NMR Spectral Fingerprinting of Biological Therapeutics without NMR Spectra
April 25, 2017 –
Room 0112, Marker Seminar Room, Chemistry Building (091)
Dr. Frank Delaglio, NIST/IBBR
Growth of biologic therapeutics is outpacing that of small-molecule drugs, and the development, manufacture, and delivery of biologics presents very different challenges. The efficacy and safety of biologics depends critically on their High Order Structure (HOS), and changes to HOS during manufacture or storage can render them inactive or promote dangerous immune responses. Methods to measure and characterize HOS are essential for development of new biotherapeutics, for evaluating less expensive “biosimilar” replacements, and for monitoring and improving manufacturing, formulation, and stability.

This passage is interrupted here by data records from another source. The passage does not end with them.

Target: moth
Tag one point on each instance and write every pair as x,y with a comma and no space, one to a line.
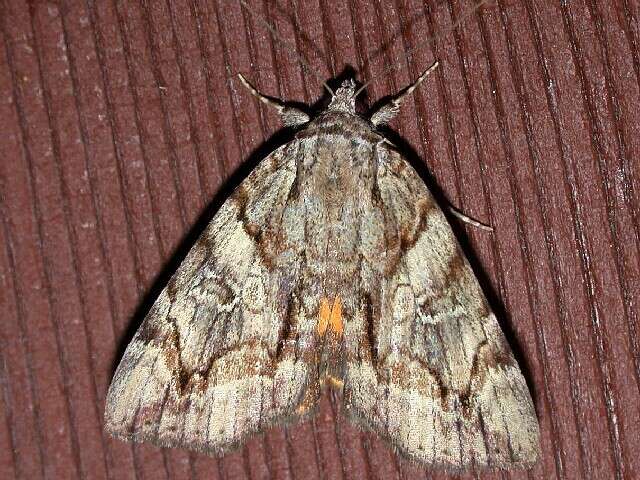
330,266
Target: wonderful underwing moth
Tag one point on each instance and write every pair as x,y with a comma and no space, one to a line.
332,266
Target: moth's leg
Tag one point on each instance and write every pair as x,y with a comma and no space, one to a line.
457,213
290,116
389,110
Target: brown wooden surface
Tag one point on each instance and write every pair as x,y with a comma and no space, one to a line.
122,129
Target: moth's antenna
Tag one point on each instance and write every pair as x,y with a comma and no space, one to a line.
430,38
288,46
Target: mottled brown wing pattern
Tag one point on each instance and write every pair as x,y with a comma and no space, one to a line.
223,353
427,364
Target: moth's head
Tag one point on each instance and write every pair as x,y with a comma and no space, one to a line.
344,99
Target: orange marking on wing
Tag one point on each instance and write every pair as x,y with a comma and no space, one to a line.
324,315
336,316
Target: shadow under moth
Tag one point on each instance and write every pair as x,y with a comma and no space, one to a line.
330,265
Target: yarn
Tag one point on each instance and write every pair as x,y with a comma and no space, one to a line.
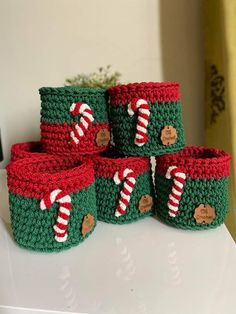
177,189
143,116
129,182
25,150
165,110
206,182
64,200
109,193
67,128
85,121
40,181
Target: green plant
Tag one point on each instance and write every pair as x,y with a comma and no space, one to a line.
103,78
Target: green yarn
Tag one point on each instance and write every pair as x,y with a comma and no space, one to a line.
161,114
56,103
108,195
195,192
33,227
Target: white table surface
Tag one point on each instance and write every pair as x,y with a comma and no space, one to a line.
142,268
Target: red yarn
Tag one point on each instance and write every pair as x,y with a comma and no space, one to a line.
34,149
107,166
25,150
36,177
153,92
56,139
197,162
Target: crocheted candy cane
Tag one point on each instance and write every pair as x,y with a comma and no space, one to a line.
64,200
143,117
85,121
177,189
126,191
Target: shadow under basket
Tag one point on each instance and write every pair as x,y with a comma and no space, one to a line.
52,202
124,188
192,188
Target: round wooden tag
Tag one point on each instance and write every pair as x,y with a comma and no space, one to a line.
145,203
168,135
87,224
204,214
103,137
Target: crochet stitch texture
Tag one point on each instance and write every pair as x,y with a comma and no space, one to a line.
30,180
58,122
165,110
26,150
108,192
207,172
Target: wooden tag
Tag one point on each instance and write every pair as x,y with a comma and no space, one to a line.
145,203
87,224
103,137
168,135
204,214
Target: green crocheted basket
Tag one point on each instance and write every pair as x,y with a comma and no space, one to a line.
74,119
192,188
52,202
146,118
26,150
124,187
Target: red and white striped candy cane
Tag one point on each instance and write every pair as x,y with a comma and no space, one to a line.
63,216
128,176
143,117
177,189
84,123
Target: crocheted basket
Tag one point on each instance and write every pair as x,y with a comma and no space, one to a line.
74,119
146,118
52,202
35,150
192,187
26,150
124,188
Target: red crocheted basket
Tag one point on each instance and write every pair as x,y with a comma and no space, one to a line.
26,150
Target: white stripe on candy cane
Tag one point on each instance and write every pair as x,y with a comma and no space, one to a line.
85,121
129,181
63,216
143,118
177,189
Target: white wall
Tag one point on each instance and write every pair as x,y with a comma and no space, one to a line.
42,42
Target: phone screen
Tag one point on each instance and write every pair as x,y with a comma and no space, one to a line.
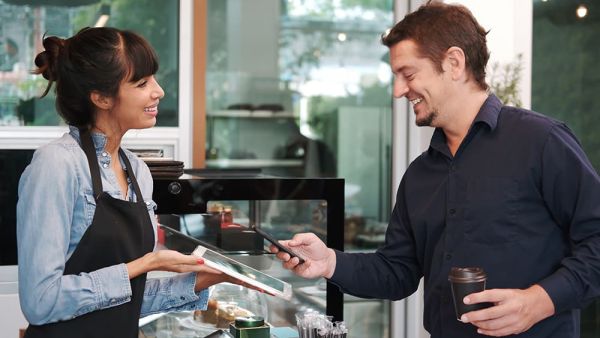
275,242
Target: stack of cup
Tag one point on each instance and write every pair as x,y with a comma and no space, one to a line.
312,324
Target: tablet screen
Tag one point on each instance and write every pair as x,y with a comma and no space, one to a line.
227,265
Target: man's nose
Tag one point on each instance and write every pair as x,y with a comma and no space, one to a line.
400,88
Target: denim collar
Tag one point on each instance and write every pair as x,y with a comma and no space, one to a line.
98,138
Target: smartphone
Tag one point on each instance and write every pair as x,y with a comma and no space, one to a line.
275,242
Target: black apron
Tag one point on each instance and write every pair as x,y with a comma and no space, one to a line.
120,232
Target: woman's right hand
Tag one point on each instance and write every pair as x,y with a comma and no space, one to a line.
164,260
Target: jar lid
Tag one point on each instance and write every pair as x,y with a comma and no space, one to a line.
250,321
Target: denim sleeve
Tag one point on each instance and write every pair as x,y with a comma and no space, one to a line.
48,197
571,190
174,293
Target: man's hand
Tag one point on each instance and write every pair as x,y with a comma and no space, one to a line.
319,259
514,311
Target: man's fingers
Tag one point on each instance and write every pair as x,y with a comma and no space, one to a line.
487,296
490,313
300,239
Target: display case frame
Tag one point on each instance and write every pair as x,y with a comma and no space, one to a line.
191,193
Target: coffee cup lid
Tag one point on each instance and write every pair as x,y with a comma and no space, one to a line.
466,275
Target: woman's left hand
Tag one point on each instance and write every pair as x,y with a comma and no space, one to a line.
208,276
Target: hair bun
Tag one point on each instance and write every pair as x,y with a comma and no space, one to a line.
46,61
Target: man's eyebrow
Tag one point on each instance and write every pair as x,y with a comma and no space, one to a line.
402,69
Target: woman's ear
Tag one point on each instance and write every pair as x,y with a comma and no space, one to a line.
454,62
101,101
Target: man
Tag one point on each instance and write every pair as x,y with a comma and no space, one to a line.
501,188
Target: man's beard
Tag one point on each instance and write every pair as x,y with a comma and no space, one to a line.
427,120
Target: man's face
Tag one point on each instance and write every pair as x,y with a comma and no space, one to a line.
417,79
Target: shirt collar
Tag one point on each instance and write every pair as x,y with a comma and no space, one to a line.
488,114
98,138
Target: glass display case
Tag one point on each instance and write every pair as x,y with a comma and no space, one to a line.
216,210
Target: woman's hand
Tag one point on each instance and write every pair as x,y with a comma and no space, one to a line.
164,260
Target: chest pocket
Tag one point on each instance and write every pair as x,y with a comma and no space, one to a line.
491,211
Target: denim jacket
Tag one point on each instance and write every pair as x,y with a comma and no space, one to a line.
55,208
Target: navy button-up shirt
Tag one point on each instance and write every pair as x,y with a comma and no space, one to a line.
519,199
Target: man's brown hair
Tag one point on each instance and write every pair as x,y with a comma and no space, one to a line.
437,26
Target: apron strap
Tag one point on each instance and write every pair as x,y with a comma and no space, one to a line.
90,152
136,187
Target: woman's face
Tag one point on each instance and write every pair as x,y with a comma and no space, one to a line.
136,105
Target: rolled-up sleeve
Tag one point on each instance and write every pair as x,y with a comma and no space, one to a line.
571,190
174,293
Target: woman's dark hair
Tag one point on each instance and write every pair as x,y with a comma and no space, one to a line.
435,27
94,59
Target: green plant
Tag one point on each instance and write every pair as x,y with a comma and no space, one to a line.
504,81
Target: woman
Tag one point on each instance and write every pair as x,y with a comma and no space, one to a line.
85,217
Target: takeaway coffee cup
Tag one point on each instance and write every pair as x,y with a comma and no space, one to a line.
465,281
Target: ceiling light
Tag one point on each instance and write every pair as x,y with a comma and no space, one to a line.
103,15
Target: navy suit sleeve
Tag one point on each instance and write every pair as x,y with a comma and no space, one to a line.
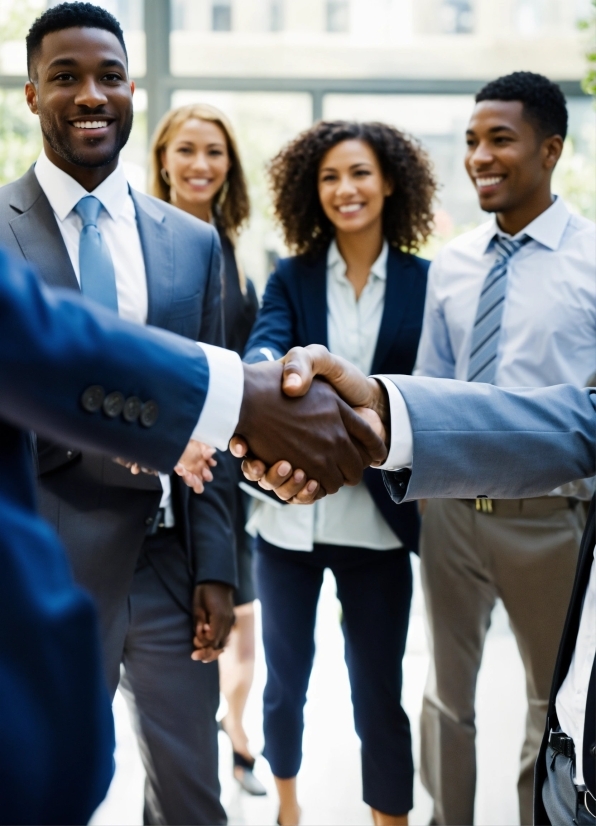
56,760
274,327
54,347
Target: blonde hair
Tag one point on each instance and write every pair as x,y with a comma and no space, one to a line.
231,206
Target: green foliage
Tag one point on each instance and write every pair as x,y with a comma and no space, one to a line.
589,26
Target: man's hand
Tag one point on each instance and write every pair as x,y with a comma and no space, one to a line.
316,430
301,365
195,465
213,613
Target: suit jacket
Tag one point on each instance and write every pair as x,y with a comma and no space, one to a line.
294,313
99,508
474,439
56,728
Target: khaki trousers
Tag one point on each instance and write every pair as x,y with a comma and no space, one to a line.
524,552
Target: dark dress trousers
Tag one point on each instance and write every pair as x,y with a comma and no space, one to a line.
374,587
102,512
56,728
294,313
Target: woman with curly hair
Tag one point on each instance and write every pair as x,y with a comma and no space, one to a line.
354,201
195,165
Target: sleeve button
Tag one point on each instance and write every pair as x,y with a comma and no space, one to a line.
132,409
149,413
113,404
92,398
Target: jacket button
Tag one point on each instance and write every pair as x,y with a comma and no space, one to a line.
132,409
149,413
113,404
92,398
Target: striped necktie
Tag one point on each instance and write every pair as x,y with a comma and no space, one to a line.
487,326
98,279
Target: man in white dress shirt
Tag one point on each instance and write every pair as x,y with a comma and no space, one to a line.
512,303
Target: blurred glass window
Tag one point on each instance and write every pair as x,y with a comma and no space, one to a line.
276,16
221,17
456,16
338,15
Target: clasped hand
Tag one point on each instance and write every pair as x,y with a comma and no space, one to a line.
325,457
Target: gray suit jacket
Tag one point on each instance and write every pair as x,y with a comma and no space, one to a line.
478,440
99,509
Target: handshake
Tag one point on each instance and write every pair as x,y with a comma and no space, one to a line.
309,423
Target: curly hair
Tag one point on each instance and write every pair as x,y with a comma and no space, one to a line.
231,207
293,174
543,101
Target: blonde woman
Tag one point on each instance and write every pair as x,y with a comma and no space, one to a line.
195,165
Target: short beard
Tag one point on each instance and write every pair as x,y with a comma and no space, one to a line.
72,156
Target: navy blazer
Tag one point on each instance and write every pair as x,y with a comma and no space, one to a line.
294,313
56,728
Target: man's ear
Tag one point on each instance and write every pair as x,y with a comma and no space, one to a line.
31,97
551,151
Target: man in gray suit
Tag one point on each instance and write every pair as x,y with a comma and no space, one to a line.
158,559
459,440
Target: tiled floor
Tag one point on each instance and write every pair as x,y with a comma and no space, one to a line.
329,783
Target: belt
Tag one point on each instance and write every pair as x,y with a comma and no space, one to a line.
156,525
560,743
536,506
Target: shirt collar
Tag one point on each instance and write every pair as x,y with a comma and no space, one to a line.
64,193
547,228
337,266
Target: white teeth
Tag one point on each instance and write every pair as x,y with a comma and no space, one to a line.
91,124
489,181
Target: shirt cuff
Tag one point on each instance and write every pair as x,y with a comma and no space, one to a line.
401,448
221,411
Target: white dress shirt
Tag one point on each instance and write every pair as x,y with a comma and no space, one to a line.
350,516
548,329
118,226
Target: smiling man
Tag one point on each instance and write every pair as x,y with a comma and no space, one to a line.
157,558
511,303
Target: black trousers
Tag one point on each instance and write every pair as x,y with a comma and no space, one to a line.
375,590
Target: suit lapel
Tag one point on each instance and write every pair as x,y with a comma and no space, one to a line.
38,234
157,243
397,298
314,300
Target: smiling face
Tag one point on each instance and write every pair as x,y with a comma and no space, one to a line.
509,163
83,97
197,161
351,187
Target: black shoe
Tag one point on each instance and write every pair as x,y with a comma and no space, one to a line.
246,778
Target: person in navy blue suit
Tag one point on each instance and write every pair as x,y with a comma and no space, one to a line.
354,202
58,358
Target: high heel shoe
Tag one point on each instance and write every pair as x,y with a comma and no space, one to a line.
243,772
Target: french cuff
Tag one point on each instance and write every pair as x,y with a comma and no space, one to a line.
221,411
402,441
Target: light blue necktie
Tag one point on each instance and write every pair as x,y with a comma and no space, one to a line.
487,326
98,279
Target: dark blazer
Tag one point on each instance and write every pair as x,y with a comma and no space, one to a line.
99,508
294,313
566,649
56,727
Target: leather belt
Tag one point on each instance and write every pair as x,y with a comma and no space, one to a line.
535,506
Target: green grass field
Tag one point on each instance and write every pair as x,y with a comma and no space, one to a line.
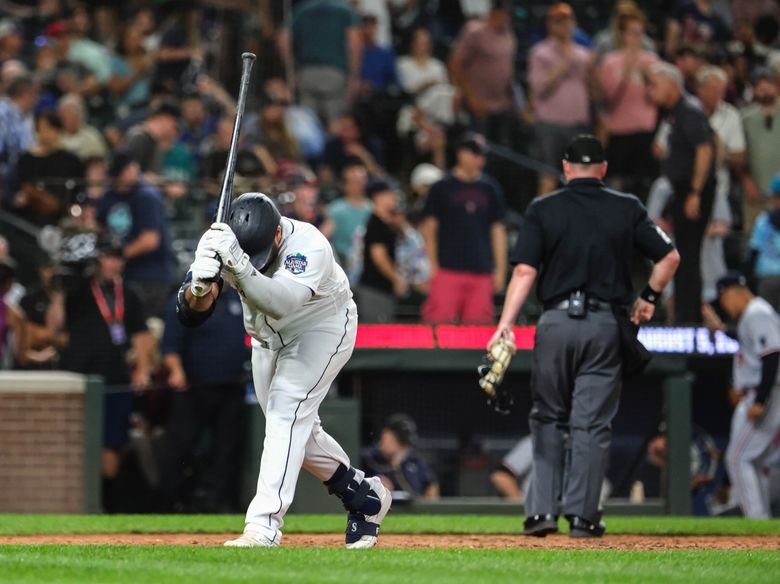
158,564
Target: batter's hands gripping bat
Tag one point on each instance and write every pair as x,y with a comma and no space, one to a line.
226,193
491,374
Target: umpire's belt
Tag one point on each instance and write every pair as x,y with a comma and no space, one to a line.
593,304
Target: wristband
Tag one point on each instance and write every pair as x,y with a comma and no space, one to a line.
650,295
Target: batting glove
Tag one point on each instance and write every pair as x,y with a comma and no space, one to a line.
205,270
223,241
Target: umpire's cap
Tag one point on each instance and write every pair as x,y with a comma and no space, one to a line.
730,280
585,149
254,219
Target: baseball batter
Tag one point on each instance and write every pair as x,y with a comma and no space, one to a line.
299,311
756,419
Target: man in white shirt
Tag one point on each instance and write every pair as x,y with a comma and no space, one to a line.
299,312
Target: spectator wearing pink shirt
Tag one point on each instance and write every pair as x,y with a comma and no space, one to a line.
482,68
630,115
559,74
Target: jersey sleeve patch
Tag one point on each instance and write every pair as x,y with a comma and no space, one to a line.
296,263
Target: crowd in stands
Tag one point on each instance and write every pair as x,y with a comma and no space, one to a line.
413,133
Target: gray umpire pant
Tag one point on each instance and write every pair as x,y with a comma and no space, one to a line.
576,382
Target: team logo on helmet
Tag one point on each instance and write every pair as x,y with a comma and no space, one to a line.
296,263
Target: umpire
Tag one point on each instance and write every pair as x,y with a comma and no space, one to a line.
580,240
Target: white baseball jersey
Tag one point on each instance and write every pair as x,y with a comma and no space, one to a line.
751,443
306,257
294,361
758,331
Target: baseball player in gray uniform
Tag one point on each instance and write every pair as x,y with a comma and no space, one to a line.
756,419
299,312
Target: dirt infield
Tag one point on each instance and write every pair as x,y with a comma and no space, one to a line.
610,542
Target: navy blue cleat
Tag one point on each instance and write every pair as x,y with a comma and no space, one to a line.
363,530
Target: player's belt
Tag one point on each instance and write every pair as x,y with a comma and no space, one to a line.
593,304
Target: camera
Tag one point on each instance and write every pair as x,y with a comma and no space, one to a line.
76,258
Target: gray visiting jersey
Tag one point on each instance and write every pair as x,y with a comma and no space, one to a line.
759,334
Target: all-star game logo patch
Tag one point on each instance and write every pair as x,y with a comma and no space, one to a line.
296,263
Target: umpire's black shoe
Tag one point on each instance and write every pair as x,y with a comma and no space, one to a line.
540,525
581,527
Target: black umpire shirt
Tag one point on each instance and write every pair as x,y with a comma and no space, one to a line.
690,128
583,237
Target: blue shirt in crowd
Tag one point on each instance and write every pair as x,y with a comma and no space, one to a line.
214,352
127,215
766,241
378,68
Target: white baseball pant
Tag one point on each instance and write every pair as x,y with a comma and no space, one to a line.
750,447
290,384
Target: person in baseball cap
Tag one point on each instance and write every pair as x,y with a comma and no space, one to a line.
473,142
585,149
560,10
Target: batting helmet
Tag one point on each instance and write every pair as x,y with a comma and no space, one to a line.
254,219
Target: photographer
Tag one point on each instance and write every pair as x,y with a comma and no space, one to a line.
104,320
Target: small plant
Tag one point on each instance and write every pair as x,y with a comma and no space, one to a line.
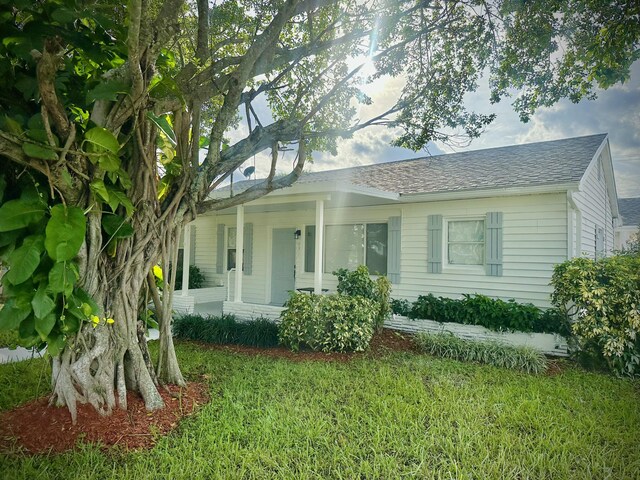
226,329
603,297
358,283
328,323
493,353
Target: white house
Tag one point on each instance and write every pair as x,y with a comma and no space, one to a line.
492,221
630,215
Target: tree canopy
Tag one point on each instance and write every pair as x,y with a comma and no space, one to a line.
114,125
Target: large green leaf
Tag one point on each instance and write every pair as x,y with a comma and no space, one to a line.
42,152
45,325
23,261
62,277
16,214
13,312
65,232
116,226
102,140
42,303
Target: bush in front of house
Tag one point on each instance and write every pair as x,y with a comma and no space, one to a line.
327,323
225,329
446,345
494,314
358,282
603,298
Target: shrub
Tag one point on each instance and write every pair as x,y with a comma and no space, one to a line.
196,277
328,323
359,283
494,314
226,329
603,297
497,354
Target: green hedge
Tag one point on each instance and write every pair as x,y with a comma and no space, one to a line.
226,329
497,354
328,323
494,314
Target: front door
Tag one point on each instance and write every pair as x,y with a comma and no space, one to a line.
283,256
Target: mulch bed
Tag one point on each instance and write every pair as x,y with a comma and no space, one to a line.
38,428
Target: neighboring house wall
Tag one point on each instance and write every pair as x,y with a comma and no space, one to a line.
534,240
595,207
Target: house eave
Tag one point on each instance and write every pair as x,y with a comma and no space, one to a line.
489,192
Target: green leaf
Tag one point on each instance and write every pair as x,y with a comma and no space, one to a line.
65,232
42,304
62,277
55,344
13,312
102,140
107,91
116,226
163,124
16,214
45,325
39,151
24,260
98,187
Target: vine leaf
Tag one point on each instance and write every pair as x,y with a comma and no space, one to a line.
103,139
16,214
25,259
42,305
13,312
65,232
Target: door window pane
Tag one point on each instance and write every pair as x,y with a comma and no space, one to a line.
377,248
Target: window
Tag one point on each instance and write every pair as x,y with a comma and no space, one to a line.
465,242
347,246
231,248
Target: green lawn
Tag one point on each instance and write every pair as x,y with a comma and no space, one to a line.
401,416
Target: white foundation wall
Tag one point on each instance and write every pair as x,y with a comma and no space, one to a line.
534,240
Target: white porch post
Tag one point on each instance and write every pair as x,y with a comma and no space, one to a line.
186,260
317,279
239,254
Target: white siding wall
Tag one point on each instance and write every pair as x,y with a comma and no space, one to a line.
593,202
534,236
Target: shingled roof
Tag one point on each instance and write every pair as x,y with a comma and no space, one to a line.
630,211
532,164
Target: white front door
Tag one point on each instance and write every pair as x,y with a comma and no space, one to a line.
283,257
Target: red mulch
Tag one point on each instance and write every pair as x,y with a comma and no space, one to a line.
37,428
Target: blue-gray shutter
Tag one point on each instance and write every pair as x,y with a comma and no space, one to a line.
434,242
393,250
493,243
220,249
248,249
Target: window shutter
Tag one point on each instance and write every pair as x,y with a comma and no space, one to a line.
248,249
493,244
393,250
434,244
220,249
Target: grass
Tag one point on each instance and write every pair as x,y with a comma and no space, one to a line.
399,416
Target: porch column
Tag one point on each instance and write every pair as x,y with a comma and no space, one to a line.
186,260
237,297
317,279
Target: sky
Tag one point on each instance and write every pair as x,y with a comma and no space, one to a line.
616,111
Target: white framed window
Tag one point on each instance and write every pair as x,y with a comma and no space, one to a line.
351,245
464,243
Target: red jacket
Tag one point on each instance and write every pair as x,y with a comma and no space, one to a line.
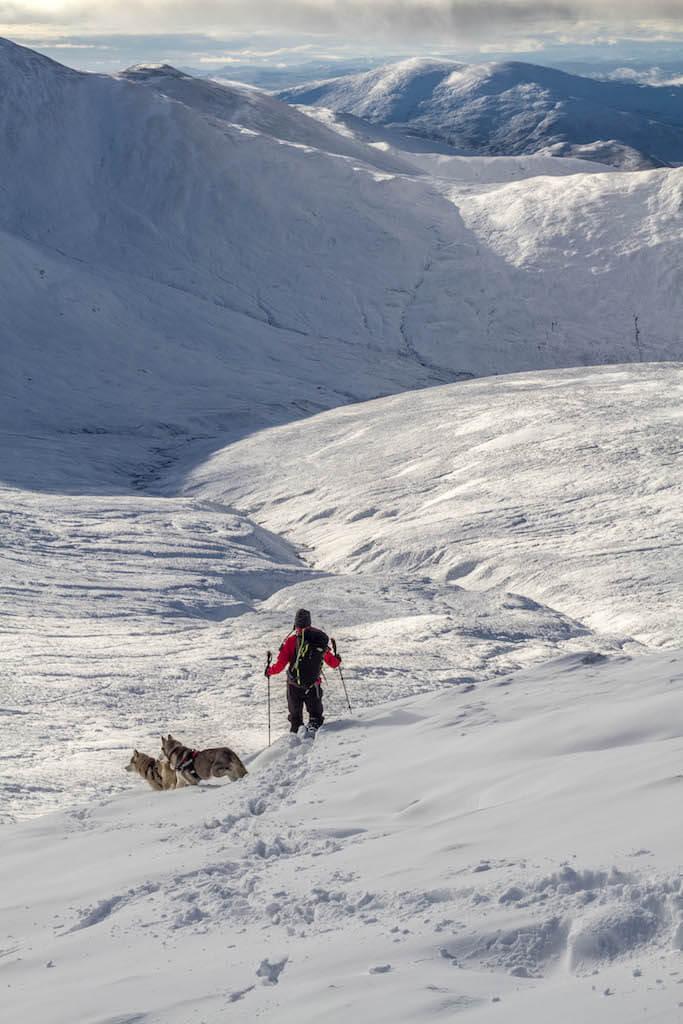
288,653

Nuclear Magnetic Resonance (NMR), which can provide detailed information on structure and dynamics at atomic resolution, is a powerful tool to probe HOS, but typical biomolecular applications use isotopic enrichment, long measurement times, and require extensive and often subjective interactive analysis by an expert.
We have shown previously that fast measurement techniques combined with Non-Uniform Sampling (NUS) strategies can generate practical two-dimensional 1H/13C spectra at natural isotopic abundance for molecules as large as intact monoclonal antibodies. We now demonstrate that HOS attributes can be classified by direct computational analysis of the shapes of such spectra, or even of NMR data without complete spectral reconstruction, as an alternative to interactive analysis and assignment of spectral features. This paves the way for NMR HOS characterization via chemometrics and machine learning that is both objective and automated.